BURLINGTON – Rep. Peter Welch, D-Vt., has proposed a $120 billion grant program to assist the restaurant industry.
On Monday, he held a press conference in Burlington with restaurant owners to discuss the legislation.
“Vermont’s restaurants are often the lifeblood of our communities, where we catch up and socialize with our loved ones and neighbors,” said Welch. “We need a strong food industry in Vermont, which supports local jobs and suppliers, farms, and our downtowns. The SBA loan programs do not fit all of the needs of the many restaurants hit hard by this pandemic, who have closed for months and are just now opening at greatly reduced capacity. This bill is a critical step to ensure our treasured local establishments are able to survive this pandemic to serve our friends and neighbors for many years.”
“The Vermont Restaurant Coalition is grateful to Representative Peter Welch for co-sponsoring the RESTAURANTS Act,” said Sue Bette, co-owner of Bluebird BBQ and co-founder of the Vermont Independent Restaurant Coalition. “This bill will not only save hundreds of restaurants in Vermont but will also serve to provide secure employment for our teams, preserve our local supply chain, and maintain vibrant downtowns. We would also like to acknowledge the diligent work of the Independent Restaurant Coalition which helped bring this legislation to fruition.”

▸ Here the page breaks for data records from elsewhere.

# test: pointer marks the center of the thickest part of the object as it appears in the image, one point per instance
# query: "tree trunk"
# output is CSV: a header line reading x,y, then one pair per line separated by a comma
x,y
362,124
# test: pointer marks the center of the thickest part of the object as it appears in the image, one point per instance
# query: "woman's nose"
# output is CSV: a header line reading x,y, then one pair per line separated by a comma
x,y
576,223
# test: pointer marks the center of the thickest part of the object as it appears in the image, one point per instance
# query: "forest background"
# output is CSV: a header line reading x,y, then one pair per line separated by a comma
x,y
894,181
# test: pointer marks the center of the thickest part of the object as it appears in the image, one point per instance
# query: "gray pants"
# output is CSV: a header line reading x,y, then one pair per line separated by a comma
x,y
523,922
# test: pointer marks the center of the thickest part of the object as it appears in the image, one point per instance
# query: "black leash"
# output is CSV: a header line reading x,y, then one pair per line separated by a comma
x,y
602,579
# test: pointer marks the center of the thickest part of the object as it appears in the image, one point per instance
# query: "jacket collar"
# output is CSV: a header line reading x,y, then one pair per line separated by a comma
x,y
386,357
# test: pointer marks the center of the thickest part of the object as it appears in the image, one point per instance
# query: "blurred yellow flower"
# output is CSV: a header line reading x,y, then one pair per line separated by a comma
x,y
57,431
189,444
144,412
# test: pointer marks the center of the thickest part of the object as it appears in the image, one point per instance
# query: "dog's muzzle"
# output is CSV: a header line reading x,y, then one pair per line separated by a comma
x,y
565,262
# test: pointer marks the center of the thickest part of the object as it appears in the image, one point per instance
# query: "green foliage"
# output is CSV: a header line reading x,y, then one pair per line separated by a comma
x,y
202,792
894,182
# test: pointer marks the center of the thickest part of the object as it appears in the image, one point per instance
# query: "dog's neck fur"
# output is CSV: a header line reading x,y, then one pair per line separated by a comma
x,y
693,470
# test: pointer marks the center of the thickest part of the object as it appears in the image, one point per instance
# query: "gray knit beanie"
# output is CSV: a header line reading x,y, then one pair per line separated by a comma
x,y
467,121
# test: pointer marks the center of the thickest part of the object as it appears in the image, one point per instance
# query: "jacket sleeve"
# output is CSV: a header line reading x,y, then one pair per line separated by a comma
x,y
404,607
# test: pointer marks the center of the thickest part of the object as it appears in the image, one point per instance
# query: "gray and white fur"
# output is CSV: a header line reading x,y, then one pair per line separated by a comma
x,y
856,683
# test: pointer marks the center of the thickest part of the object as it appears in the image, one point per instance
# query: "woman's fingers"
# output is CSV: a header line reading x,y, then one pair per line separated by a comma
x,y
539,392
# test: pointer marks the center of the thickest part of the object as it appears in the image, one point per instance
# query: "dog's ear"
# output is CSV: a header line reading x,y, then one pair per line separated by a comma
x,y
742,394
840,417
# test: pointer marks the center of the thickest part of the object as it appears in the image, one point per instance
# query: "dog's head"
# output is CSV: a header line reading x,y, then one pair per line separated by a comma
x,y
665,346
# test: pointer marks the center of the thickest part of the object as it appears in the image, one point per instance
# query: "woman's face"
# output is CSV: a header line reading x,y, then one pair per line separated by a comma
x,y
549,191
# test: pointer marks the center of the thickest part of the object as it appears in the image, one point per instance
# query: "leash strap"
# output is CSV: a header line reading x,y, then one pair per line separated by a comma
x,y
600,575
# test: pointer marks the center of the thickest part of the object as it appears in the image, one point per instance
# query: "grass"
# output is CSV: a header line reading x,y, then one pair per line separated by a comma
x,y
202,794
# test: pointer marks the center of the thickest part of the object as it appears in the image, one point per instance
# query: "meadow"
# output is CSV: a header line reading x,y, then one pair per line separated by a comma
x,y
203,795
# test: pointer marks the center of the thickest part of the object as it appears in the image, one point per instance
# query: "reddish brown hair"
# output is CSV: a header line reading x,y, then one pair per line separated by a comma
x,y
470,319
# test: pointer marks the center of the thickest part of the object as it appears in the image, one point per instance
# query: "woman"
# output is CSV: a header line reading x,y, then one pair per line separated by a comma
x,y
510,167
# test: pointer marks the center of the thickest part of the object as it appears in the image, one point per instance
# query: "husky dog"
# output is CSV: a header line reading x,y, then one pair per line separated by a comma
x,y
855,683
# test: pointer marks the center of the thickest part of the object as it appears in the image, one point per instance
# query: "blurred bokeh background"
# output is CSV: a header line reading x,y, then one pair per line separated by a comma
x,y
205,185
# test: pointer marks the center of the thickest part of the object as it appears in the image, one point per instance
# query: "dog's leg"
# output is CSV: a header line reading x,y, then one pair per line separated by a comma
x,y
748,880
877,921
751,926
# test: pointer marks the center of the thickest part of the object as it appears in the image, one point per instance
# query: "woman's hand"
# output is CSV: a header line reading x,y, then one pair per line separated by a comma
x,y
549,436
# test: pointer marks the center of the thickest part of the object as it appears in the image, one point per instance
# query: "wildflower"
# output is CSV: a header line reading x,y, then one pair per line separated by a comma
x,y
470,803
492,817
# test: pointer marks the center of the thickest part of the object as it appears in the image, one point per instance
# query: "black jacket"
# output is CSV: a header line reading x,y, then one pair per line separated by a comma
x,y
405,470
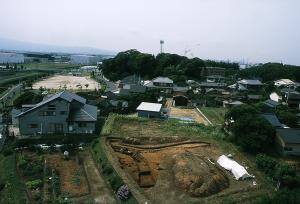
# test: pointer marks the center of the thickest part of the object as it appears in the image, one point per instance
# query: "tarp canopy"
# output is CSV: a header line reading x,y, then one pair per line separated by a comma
x,y
238,171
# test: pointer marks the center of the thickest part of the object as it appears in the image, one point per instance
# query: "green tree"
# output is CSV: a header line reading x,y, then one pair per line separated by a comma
x,y
288,118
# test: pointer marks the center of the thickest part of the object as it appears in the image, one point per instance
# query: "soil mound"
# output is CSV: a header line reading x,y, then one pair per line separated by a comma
x,y
197,176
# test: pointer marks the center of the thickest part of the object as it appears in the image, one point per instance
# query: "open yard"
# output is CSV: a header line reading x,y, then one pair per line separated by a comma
x,y
215,115
67,82
187,114
177,159
12,190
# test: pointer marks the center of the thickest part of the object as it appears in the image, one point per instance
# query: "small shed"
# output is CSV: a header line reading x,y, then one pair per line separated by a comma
x,y
180,100
149,110
288,141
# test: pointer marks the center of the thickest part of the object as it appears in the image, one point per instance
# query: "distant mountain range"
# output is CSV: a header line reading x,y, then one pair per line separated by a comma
x,y
14,45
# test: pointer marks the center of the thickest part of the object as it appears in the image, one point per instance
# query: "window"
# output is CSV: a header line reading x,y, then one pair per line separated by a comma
x,y
33,126
47,113
81,124
51,107
288,148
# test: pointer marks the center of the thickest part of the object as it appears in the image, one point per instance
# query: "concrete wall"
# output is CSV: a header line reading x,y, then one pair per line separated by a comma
x,y
45,124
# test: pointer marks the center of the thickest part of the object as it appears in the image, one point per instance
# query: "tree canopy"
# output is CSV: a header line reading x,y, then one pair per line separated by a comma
x,y
178,68
250,130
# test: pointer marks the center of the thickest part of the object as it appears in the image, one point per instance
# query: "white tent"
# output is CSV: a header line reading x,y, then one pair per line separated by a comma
x,y
237,170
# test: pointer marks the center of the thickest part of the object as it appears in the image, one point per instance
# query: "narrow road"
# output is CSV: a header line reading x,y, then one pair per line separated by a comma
x,y
99,190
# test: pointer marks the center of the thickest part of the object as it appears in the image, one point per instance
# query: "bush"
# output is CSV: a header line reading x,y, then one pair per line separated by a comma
x,y
266,164
34,184
107,170
284,173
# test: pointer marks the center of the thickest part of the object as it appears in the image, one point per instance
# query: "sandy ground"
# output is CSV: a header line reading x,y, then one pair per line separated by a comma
x,y
68,82
189,113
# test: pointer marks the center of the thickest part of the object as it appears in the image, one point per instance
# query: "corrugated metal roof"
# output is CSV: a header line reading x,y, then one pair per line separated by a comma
x,y
162,80
153,107
250,82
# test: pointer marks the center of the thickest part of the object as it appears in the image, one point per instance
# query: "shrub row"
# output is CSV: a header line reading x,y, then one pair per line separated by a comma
x,y
286,174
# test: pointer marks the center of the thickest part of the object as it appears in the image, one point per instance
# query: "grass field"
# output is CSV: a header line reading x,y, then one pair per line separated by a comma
x,y
14,191
215,115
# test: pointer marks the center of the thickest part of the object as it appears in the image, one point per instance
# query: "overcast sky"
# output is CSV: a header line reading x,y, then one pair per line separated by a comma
x,y
253,30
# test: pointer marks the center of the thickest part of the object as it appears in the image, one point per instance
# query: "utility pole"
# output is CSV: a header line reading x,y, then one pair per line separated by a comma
x,y
161,46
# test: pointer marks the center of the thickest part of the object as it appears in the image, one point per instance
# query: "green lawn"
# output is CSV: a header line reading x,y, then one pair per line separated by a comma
x,y
215,115
14,191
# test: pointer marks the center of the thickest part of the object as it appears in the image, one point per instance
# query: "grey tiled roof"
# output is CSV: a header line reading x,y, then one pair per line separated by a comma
x,y
272,119
63,95
289,135
162,80
86,113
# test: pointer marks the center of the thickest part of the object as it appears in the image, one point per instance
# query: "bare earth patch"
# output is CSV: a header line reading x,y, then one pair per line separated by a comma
x,y
67,82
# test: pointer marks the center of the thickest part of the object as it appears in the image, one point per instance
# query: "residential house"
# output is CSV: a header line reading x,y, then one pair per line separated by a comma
x,y
290,97
61,113
180,100
254,97
130,84
149,110
215,78
271,103
272,119
229,104
209,71
247,84
162,83
288,141
284,83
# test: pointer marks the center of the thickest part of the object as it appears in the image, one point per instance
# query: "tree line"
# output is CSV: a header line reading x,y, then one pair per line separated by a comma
x,y
178,68
272,71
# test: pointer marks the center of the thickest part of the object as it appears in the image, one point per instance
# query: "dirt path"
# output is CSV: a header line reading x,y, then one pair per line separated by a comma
x,y
100,192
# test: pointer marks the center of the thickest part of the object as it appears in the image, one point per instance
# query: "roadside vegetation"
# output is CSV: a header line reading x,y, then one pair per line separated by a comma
x,y
12,190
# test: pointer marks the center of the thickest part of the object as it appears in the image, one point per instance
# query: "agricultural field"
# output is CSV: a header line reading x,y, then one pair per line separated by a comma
x,y
154,156
9,78
48,176
187,114
12,190
68,82
215,115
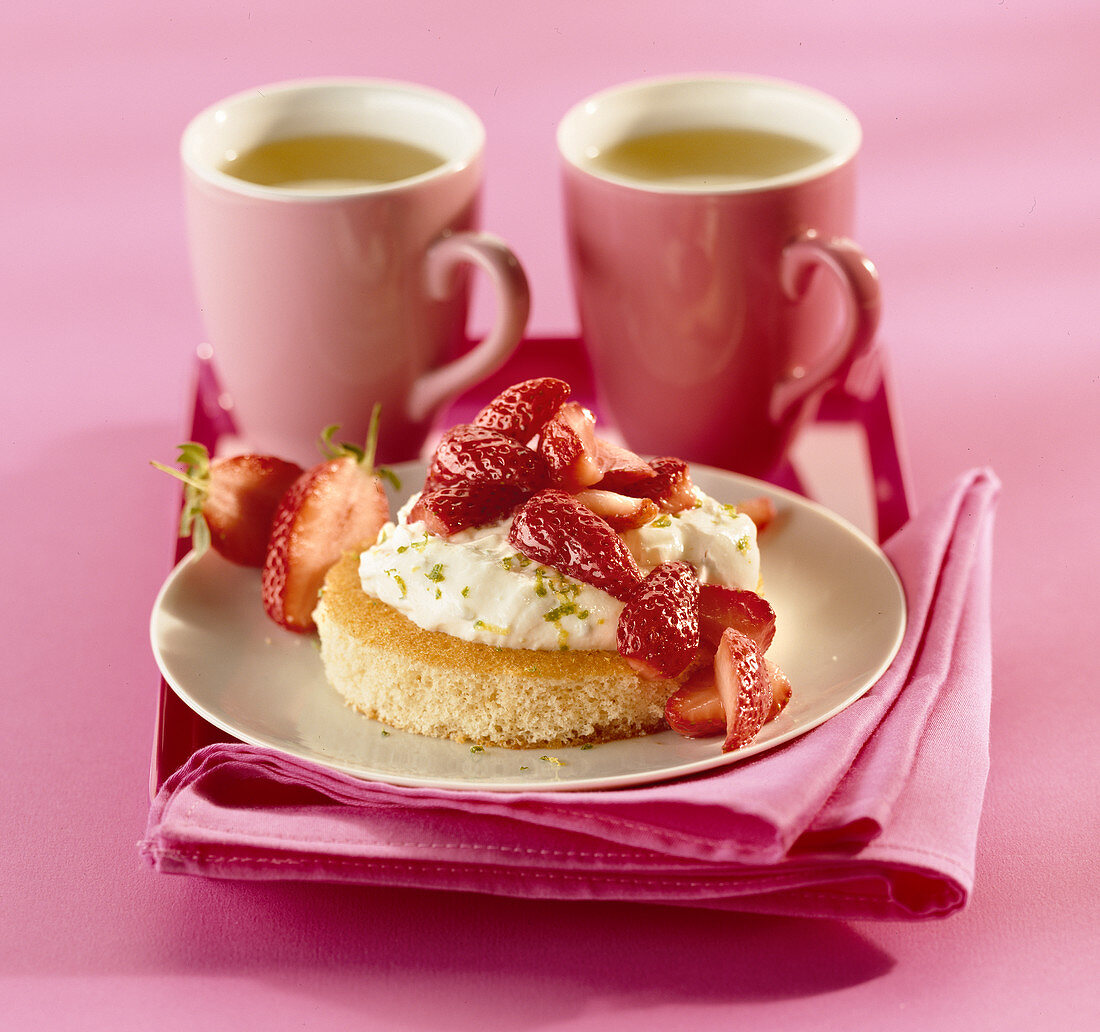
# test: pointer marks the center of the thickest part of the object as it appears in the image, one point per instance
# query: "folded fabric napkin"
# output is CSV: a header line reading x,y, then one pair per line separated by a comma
x,y
872,814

Welch partnered with Rep. Earl Blumenauer, D-Ore., and eight other colleagues to introduce the RESTAURANTS Act (H.R. 7197) last week. The $120 billion grant program would:
- Be available to food service or drinking establishments, including caterers, that are not publicly traded or part of a chain with 20 or more locations doing business under the same name.
- Provide assistance to cover the difference between revenues from 2019 and projected revenues through 2020.
- Include an initial 14 day period when funds will only be made available to restaurants with $1.5 million or less in profit to guarantee that small local restaurants receive funds.
- Provide coverage for payroll (not including employee compensation exceeding $100,000 per year), benefits, mortgage and rent payments, utilities, maintenance, supplies (including personal protective equipment and cleaning materials), food, debt obligations to suppliers, and any other expenses deemed essential by the Secretary of the Treasury.
Some restaurants were forced to temporarily close during March and April, while others were able to remain open for take out and delivery. Restaurants may now open at 50 percent capacity.
In addition to months of lost revenue, restaurants also face new costs for personal protective equipment and other supplies to meet new health requirements, Welch noted in his press statement.